Kenny Dorham (1924-1972) has many admirers, primarily among critics and musicians, and rarely received as much attention as his peers. He was known for his compositions, arrangements and the rich clarity of his trumpet playing. By the mid 1940’s he was working with some of the most innovative artists of the time as well as playing in big bands before beginning his studies of composition and arrangement in 1948 at the Gotham School of Music under the GI Bill. His first really big break came later that year when Miles Davis recommended that Dorham replace him in Charlie Parker’s quintet. Dorham led the Jazz Prophets in 1956 before replacing Clifford Brown in Max Roach’s quintet. In 1963 he teamed with tenor saxophone player Joe Henderson, and “Blue Bossa” was the first track on Henderson’s first album. “Page One”.

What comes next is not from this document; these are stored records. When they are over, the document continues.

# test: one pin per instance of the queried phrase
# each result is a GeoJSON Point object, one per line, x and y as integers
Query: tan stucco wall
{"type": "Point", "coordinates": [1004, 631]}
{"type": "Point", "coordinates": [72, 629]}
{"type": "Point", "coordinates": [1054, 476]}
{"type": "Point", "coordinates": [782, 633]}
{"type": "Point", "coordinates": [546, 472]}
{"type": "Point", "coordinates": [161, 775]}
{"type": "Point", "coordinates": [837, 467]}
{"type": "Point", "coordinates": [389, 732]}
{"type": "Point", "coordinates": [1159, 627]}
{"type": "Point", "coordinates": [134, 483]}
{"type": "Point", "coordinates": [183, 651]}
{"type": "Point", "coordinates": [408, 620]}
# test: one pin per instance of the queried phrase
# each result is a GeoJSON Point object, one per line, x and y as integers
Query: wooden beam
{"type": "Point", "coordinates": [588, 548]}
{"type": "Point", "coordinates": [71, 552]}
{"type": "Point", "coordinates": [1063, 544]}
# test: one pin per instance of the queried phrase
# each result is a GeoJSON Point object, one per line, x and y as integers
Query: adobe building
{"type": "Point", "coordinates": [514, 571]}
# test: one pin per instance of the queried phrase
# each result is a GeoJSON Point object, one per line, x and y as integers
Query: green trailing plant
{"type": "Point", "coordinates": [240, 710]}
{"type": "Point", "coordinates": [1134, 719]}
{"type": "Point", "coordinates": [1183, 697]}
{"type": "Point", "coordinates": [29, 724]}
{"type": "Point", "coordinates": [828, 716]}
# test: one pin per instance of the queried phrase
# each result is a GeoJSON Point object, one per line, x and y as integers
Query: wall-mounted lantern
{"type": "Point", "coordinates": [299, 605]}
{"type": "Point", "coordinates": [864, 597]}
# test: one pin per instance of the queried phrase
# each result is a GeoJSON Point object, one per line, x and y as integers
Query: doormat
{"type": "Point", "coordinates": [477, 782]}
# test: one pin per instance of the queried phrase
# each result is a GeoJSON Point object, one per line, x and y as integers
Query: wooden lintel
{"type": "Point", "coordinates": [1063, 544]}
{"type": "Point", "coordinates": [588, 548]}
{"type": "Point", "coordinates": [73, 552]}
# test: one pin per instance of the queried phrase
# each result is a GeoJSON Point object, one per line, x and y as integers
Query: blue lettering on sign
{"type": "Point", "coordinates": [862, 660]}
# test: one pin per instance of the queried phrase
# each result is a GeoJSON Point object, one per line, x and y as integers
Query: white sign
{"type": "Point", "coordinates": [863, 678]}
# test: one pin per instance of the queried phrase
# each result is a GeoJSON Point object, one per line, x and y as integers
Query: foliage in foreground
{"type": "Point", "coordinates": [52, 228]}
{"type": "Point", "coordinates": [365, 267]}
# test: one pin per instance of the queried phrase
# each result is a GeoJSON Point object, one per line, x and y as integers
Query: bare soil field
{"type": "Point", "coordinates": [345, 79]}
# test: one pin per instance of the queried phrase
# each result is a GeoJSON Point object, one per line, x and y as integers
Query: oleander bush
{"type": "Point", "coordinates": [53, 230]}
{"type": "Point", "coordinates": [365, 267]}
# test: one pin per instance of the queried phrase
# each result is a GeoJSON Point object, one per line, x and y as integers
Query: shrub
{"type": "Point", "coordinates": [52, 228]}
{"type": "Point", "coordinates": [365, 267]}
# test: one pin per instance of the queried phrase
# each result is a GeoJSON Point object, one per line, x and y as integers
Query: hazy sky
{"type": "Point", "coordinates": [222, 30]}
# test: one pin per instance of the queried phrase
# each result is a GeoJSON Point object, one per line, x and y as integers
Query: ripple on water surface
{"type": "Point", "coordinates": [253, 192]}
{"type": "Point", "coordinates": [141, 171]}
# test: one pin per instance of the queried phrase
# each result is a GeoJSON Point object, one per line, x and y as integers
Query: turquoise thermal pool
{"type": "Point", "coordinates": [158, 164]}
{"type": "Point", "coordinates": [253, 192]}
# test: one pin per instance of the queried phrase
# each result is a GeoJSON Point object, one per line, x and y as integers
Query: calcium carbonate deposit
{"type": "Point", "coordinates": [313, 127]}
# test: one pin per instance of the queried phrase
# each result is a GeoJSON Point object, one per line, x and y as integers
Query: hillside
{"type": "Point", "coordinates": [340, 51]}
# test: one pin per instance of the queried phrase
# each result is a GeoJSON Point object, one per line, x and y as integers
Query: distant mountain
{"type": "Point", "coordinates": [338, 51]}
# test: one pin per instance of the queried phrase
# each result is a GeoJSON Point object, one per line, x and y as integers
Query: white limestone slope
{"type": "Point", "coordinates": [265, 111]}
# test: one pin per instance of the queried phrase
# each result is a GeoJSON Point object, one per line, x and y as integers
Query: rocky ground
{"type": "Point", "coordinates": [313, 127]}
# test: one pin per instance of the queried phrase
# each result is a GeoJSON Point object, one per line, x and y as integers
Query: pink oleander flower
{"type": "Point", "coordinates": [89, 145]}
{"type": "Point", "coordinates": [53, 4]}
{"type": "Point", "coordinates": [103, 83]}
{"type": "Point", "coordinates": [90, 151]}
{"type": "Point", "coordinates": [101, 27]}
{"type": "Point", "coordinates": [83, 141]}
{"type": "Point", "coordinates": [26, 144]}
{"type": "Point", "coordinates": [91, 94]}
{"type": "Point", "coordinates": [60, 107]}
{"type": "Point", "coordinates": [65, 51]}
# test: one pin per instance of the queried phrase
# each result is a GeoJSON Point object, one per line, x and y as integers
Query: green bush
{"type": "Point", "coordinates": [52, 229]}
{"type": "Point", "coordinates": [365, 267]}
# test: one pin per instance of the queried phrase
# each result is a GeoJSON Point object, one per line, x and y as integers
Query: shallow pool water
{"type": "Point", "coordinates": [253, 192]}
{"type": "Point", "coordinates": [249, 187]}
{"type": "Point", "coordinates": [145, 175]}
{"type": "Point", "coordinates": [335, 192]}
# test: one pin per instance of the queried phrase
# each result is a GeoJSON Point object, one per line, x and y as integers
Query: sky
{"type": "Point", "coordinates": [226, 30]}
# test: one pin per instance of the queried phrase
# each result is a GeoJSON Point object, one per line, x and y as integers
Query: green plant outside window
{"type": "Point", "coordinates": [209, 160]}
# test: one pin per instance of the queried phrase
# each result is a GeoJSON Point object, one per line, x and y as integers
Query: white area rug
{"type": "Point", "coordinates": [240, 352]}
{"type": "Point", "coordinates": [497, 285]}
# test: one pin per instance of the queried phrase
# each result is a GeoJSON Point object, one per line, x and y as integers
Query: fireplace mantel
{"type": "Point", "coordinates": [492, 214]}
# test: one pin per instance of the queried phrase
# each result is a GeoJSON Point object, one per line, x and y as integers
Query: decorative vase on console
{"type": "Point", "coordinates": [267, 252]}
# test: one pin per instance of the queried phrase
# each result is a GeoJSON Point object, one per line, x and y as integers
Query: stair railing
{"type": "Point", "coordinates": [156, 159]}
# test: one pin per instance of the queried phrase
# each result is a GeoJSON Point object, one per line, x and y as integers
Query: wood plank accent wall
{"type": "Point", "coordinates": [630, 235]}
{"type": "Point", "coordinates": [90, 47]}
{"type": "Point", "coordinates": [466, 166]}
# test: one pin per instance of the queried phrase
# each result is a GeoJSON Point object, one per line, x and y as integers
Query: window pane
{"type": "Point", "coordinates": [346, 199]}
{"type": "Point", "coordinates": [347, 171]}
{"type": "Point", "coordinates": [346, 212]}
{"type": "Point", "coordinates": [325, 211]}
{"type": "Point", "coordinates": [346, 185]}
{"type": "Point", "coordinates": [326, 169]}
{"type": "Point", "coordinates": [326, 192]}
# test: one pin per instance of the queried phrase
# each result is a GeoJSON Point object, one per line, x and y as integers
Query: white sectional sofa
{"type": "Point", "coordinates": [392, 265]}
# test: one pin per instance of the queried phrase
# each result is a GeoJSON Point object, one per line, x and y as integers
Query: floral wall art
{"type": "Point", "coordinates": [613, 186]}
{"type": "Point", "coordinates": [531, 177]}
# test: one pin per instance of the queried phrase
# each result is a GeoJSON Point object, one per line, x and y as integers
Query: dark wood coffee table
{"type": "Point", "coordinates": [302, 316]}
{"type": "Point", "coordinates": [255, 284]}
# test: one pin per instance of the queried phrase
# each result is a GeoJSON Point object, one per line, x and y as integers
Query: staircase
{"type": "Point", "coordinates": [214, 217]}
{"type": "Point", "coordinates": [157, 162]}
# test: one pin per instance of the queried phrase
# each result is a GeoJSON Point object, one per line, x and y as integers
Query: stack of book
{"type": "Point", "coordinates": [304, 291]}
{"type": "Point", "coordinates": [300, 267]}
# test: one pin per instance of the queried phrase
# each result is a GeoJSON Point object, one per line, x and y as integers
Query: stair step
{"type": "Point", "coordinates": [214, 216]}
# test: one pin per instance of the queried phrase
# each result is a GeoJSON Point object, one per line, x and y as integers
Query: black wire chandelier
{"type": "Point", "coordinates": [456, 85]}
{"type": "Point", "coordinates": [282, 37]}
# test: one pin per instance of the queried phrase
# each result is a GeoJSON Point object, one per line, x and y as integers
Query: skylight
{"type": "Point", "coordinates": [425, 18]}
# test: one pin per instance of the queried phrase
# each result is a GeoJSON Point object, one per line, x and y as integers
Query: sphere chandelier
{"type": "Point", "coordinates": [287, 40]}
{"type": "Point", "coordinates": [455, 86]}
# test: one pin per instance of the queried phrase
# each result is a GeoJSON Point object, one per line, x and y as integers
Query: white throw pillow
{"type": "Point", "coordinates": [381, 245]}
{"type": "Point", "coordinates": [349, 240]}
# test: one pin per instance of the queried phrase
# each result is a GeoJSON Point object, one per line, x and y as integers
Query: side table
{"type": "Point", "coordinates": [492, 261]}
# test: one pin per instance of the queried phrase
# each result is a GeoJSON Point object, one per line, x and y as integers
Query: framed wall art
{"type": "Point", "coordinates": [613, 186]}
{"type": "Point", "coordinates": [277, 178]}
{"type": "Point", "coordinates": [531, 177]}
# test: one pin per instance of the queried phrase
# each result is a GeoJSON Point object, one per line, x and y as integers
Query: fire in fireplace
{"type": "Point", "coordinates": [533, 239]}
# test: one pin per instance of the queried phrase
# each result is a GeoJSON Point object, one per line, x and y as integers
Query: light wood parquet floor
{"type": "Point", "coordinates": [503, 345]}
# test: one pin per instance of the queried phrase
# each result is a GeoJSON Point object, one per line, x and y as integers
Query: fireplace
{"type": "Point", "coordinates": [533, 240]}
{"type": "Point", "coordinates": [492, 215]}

He sometimes found it difficult to make a living in music and from time to time turned to work in places as variegated as a sugar refinery, the post office, and in medical plants. In the late 1960s he also wrote reviews for “Down Beat” magazine. Dorham continued to study music at New York University, was a consultant for the Harlem Youth Act anti-poverty program and served on the board of the New York Neophonic Orchestra. By 1970 his health began to fail, leading to 15-hour per day dialysis sessions and in December 1972 he died of kidney failure.